東勝寺橋のあたりから山のほうへ入っていくと、だんだん民家の灯りが遠くなる。街灯もほとんどない。足元の石畳が、ぬれているわけでもないのに、やけにぬめっとした感触で。八月の末なのに、妙に冷えている、と言ってましたね。空気が違う、と。

やぐらというのは、鎌倉特有の横穴のことです。崖を掘り込んで作った空間。その穴がいくつか、暗がりの中にぽかりと口を開けている。懐中電灯で照らしてもですね、光が奥まで届かないんだそうです。ふつうに届くはずの距離なのに、光がそこで、溶けてなくなるような感じがして。

彼はしばらくそこで写真を撮っていた。

静かだったそうです。虫の声もしない。鎌倉の夏の夜というのは、どこへ行っても虫がうるさいものらしいんですが、そこだけ、音が、ない。

撮っているうちに、においがしてきた、と言ってました。

血、というんではなくて。もっとなんといいますか、古い、鉄のような、湿った土のような、それが混ざったような。形容しにくいにおいが、ふっと鼻の奥に入ってきた。

気持ち悪くなって、その場を離れようとしたときです。

やぐらの一番奥の穴のほうを、なんとなく振り返った。

穴の中に、人が座っていた。

正座、していたんだそうです。こちらに背を向けて。肩が、ある。頭が、ある。ぴくりとも動かない。

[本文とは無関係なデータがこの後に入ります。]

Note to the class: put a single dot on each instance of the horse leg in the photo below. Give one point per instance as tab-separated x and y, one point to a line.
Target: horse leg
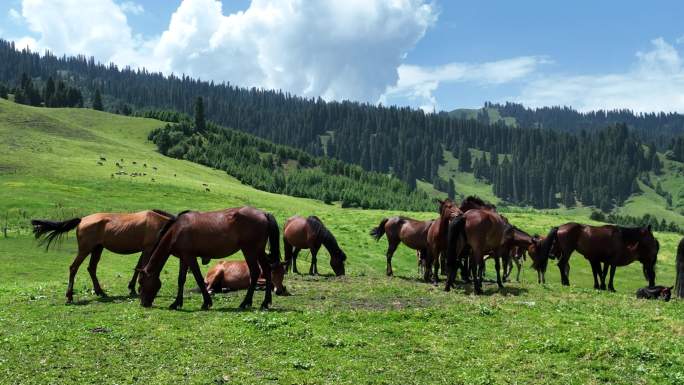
497	264
596	271
73	269
313	269
391	248
134	279
182	273
266	272
92	270
604	273
254	271
194	267
612	275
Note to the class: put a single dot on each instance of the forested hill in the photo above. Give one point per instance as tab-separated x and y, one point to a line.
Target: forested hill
537	167
659	128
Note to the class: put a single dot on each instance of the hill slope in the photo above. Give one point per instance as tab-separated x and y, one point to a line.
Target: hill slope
396	330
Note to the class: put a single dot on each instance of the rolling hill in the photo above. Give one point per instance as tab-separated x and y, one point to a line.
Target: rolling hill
363	328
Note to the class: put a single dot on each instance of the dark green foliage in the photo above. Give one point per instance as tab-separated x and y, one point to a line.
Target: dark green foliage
630	221
597	167
284	170
97	100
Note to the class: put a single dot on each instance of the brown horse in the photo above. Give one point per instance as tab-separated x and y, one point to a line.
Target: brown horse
437	239
411	232
609	244
310	233
118	233
484	232
211	235
234	275
538	263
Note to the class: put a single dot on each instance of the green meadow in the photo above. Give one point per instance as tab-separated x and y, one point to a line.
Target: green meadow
364	328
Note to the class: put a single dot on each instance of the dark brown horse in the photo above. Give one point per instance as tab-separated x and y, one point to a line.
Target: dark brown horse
411	232
118	233
310	233
234	275
437	239
211	235
609	244
538	263
484	232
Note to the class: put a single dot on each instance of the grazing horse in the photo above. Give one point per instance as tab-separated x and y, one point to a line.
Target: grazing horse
118	233
539	264
609	244
234	275
485	232
437	240
310	233
518	247
411	232
211	235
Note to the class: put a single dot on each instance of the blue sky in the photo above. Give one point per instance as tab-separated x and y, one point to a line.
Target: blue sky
435	55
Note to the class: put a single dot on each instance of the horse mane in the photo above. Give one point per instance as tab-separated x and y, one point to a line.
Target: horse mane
163	213
323	233
475	201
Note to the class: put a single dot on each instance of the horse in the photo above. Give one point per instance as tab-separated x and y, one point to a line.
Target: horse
234	275
539	264
437	239
411	232
484	232
516	253
310	233
609	244
118	233
212	235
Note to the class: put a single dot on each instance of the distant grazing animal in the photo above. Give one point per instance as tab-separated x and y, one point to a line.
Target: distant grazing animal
484	232
655	292
411	232
539	264
234	275
118	233
437	240
211	235
310	233
609	244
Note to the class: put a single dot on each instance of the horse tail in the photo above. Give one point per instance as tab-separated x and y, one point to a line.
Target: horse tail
456	228
273	240
378	232
51	231
546	245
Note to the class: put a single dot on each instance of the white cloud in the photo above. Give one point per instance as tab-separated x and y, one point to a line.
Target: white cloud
418	84
334	49
131	7
95	27
655	83
14	15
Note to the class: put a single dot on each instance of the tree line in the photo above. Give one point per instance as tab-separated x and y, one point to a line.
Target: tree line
528	165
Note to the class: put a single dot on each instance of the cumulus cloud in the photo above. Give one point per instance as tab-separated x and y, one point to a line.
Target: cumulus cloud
654	83
132	8
95	27
334	49
418	84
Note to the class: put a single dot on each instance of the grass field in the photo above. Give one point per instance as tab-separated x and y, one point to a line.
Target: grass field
362	328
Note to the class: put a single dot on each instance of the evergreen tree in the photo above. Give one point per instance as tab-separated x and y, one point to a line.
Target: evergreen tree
200	123
97	101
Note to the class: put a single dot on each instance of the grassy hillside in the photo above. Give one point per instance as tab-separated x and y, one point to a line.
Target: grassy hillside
363	328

彼はしばらく、それが人間かどうかの判断ができなかったと言いました。恐怖というより、判断ができなかった、と。生き物なのか、そうでないのか。光を当てても輪郭がはっきりしない。ただ、確かに、そこに誰かが、いる。

走って戻ったそうです。

後日、撮った写真を見返したんですが、その穴を撮った一枚だけ、画像が開かない。ファイルが壊れている。他の写真は全部、普通に見られるのに、その一枚だけ。

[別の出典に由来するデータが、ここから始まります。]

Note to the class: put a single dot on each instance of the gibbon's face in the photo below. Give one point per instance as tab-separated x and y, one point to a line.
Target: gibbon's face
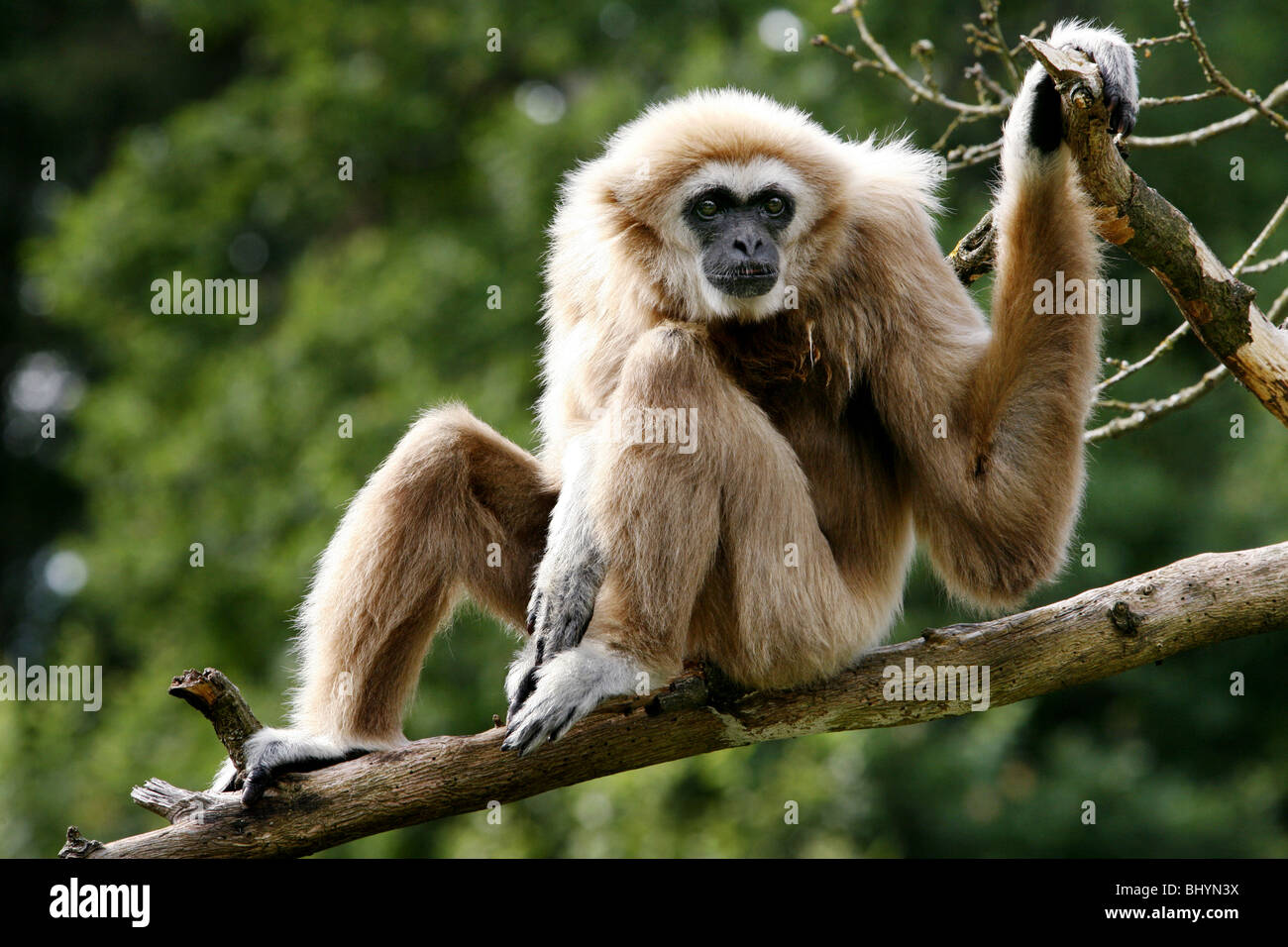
733	231
739	236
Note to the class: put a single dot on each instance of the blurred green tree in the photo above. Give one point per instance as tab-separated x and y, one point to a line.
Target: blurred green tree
374	303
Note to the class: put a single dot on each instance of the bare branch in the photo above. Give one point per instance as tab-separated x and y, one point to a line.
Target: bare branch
1137	621
1202	134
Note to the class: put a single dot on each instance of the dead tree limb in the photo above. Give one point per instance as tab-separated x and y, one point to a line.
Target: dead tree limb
1137	621
1218	305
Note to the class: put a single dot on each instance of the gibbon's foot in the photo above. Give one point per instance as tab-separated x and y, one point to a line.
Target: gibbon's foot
568	685
559	612
271	753
1117	64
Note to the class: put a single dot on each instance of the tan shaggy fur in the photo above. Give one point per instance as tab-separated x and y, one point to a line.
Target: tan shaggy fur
778	547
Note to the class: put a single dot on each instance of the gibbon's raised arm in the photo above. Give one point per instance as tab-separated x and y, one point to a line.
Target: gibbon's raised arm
730	264
992	423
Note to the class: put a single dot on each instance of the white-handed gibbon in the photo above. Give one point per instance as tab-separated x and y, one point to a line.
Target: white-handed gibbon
780	290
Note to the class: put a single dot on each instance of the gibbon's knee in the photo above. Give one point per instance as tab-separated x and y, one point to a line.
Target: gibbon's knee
416	534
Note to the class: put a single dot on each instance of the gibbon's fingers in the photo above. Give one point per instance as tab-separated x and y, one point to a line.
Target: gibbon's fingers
1116	62
568	686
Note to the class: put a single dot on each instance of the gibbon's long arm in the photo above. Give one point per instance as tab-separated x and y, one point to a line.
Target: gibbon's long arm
993	432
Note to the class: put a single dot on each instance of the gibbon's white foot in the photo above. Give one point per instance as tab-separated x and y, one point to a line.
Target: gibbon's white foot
568	686
568	579
271	751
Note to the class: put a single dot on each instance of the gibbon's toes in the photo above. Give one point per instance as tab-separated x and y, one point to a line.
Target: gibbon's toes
568	686
562	607
558	617
270	754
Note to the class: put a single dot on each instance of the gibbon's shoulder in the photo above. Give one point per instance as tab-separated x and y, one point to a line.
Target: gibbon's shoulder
653	154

壊れたのか、消えたのか、そもそも撮れていたのかどうかも、わからない。

彼はそれ以来、夜の鎌倉には行っていないそうです。

ただ、ひとつだけ気になることがあって。

やぐらの中で正座しているものを、背後から見る。

それはつまり、誰かがずっと、その穴の奥を向いて、座り続けているということで。

七百年ちかく、そこにいるとしたら。

何を待っているんだろう、と。そこだけが、どうにも頭から離れないんですよね。

Street rumors & records 4 sources Partly confirmed
Rumor index 20%
Sources
Word of mouth
Risk level Low
Documentation Unclear
Radio runtime 4m 30s

北条高時腹切りやぐらは、北条一族終焉の地として歴史的に重要であり、落武者の霊の目撃談、オーブの写り込み、体調不良などの心霊現象がネット上で広く語られ、肝試し目的の訪問者に対する鎮魂の場としての注意喚起も多く見られる。

This figure does not guarantee that the account is true. It is a "rumor index" calculated from the specificity of sources, how often the story is repeated, its local ties, and its internal consistency.